I thought you had decided against doing posts on controversial topics...

Seriously, though, I think you're right. While I didn't go so far as to throw out all our parenting books when #2 was born, I did just stop reading them. It's very tempting to think that you can find answers to your child-rearing questions in books--especially for a person like me who lives to read anyway. And I have gotten ideas about how to deal with specific situations from parenting books. But the only one I crack ever at this point is a great book on kids' health that my mom gave me when the Bee was born.

Jessica said...

I concur, Jess, the title of that book is off-putting at best (but more like downright insulting).

Kristi said...

Wow, I have considered writing that book myself. Why is it that the level of smugness about childrearing is inversely proportional to how much hand-on child rearing one has done? I guess that goes for all kinds of know-it-alls. Though I keep all my "baby guides" some as reminders of how moms can get really bad advice (babywise & girlfriends guide), and others as sources for "suggestions" (like Sears, Pantley, and LLL). Great post, I am right there with you.

Sheryl said...

I think you're right on the money.

AfricaBleu said...

I'd buy it...

JennyMcB said...

Maybe inside the book, you could have blank pages except for the first page which would say-- go spend some time with your kid and read them a book!
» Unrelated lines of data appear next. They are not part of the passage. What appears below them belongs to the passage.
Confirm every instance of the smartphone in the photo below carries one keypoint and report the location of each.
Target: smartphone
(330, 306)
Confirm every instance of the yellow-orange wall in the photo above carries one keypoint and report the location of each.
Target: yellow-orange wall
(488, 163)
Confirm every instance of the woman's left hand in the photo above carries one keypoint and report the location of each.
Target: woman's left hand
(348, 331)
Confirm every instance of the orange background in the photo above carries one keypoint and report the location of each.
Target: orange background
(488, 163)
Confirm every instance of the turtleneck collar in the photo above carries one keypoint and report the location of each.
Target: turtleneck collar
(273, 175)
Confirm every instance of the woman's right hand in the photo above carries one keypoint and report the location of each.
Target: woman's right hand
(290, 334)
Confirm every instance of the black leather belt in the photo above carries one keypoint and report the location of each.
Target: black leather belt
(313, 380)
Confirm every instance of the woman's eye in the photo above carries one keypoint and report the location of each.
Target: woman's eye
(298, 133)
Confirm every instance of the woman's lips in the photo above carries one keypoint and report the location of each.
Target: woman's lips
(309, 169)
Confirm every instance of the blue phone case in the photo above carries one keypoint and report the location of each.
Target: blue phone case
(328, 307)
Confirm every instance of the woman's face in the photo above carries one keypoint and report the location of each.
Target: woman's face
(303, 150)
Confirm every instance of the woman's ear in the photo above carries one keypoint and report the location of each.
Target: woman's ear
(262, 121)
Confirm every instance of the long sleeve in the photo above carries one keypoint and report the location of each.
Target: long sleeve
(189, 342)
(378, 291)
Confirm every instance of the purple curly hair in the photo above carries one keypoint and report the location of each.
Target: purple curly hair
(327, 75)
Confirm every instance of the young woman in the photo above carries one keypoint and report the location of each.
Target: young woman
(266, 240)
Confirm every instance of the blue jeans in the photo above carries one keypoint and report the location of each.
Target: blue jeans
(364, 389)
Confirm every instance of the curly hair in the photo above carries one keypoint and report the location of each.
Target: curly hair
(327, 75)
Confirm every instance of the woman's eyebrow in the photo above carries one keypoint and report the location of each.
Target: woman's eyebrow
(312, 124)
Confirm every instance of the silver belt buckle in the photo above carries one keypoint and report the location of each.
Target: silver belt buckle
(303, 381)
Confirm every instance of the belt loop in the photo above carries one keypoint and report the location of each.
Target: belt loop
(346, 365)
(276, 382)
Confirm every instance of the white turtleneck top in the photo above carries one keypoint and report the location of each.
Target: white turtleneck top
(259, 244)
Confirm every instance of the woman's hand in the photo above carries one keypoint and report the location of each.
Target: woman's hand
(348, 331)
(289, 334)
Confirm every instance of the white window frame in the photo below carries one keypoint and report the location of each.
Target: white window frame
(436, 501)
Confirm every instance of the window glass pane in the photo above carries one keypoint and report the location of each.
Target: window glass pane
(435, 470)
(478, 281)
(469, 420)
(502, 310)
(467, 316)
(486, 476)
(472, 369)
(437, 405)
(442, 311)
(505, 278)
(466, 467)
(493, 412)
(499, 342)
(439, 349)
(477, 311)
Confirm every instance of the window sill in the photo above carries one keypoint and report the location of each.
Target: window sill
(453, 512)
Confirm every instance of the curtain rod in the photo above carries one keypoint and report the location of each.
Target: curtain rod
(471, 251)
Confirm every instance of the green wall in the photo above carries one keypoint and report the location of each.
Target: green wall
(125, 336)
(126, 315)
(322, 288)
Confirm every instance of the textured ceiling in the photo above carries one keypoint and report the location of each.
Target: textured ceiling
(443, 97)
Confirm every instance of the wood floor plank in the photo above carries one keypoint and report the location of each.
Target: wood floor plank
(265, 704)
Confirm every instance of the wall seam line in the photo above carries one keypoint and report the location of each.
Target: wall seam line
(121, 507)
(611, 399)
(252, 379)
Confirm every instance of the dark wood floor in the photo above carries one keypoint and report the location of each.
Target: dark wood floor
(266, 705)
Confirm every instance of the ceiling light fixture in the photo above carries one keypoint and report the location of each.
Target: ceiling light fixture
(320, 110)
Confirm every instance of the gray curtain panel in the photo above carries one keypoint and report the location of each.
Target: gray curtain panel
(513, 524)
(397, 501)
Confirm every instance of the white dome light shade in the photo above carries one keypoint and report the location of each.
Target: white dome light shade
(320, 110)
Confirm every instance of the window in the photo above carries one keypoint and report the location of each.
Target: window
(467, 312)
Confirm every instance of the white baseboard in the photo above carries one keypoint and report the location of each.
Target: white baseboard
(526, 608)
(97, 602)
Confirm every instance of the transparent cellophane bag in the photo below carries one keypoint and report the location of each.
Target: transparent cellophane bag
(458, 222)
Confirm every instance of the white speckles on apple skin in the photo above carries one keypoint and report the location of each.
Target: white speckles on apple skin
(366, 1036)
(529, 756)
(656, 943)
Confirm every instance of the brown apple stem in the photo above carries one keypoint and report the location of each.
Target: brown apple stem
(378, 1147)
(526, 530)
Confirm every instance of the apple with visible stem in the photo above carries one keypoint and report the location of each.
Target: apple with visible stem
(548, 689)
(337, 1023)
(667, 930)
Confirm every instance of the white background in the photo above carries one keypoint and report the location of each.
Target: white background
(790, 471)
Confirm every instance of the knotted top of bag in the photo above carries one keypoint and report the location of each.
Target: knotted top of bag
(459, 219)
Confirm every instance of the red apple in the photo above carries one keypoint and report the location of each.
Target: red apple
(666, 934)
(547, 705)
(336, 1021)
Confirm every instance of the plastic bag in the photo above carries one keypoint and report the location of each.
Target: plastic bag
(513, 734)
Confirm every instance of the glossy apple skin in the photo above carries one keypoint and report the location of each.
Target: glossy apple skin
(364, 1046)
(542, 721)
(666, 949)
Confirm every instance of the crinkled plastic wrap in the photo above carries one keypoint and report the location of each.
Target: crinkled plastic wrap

LOL, I read a few with my first and liked Brazelton the best. After listening to all the different moms in the neighborhood I quickly realized that we were all getting different advice and I just had to pick what was right for us.

MIM said...

First, as a fake mom, I find the title of that book insulting as well.

Second, you have a point about Weissbluth -- which is why I only read PARTS of the book. The ones that were useful to me.